Yahoo Groups archive

Milter-greylist

Index last updated: 2026-04-28 23:32 UTC

Thread

thread leak

thread leak

2014-02-11 by Emmanuel Dreyfus

Hello everybody

Sometimes, milter-greylist gets overloaded, and stops answering requests
in time. sendmail  says it goes "to error state", and I have to restart
milter-greylist to get it working again.

Today I looked closly at the problem and found that the frozen 
milter-greylist had more than 1600 threads.

Anyone experienced thread leakage with libmilter?

-- 
Emmanuel Dreyfus
manu@...

Re: [milter-greylist] thread leak

2014-02-11 by Peter Bonivart

On Tue, Feb 11, 2014 at 4:18 PM, Emmanuel Dreyfus <manu@...> wrote:
> Hello everybody
>
> Sometimes, milter-greylist gets overloaded, and stops answering requests
> in time. sendmail  says it goes "to error state", and I have to restart
> milter-greylist to get it working again.
>
> Today I looked closly at the problem and found that the frozen
> milter-greylist had more than 1600 threads.
>
> Anyone experienced thread leakage with libmilter?

I've used milter-greylist for many years on both Solaris and RHEL and
both can sometimes go to error state combined with the process
consuming huge amounts of memory or simply crashing. A restart of the
process always works. Nowadays I don't see it often though, I usually
have many months of update so it's time to reboot the servers due to
patching anyway.

/peter

RE: [milter-greylist] thread leak

2014-02-12 by Bruncsak, Attila

> Today I looked closly at the problem and found that the frozen
> milter-greylist had more than 1600 threads.
> 

How much sendmail (or postfix) process
 had you on the system at that time?
Around 1600 or much less?

Re: [milter-greylist] thread leak

2014-02-12 by manu@...

Bruncsak, Attila <attila.bruncsak@...> wrote:

> How much sendmail (or postfix) process
>  had you on the system at that time?
> Around 1600 or much less?

Much less, of course.

-- 
Emmanuel Dreyfus
http://hcpnet.free.fr/pubz
manu@...

RE: [milter-greylist] thread leak

2014-02-12 by Bruncsak, Attila

> > How much sendmail (or postfix) process
> >  had you on the system at that time?
> > Around 1600 or much less?
> 
> Much less, of course.
> 
Are the threads normal working threads created in libmilter?

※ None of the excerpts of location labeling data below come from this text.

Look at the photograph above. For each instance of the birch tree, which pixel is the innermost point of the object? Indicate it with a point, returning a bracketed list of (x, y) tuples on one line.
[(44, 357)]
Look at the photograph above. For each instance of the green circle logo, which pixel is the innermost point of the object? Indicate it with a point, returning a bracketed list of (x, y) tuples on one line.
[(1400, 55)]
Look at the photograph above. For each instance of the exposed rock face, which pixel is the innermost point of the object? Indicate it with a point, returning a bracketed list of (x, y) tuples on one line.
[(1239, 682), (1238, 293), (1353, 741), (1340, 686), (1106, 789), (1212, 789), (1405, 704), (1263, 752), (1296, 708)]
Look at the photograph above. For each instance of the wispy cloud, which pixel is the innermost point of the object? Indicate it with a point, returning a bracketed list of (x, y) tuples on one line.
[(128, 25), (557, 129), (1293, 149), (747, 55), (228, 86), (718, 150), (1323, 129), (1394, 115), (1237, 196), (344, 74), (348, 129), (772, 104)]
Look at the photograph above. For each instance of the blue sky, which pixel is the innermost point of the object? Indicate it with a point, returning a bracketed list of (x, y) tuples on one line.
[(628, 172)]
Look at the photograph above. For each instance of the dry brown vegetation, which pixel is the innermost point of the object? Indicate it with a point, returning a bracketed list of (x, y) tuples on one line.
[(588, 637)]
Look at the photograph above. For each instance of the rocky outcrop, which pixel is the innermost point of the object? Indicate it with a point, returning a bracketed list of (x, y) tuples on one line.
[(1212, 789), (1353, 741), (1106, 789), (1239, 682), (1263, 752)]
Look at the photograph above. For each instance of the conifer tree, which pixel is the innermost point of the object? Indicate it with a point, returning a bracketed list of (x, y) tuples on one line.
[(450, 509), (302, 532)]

Re: [milter-greylist] thread leak

2014-02-12 by Johann Klasek

On Tue, Feb 11, 2014 at 03:18:48PM +0000, Emmanuel Dreyfus wrote:
> 
> Sometimes, milter-greylist gets overloaded, and stops answering requests
> in time. sendmail  says it goes "to error state", and I have to restart
> milter-greylist to get it working again.
> 
> Today I looked closly at the problem and found that the frozen 
> milter-greylist had more than 1600 threads.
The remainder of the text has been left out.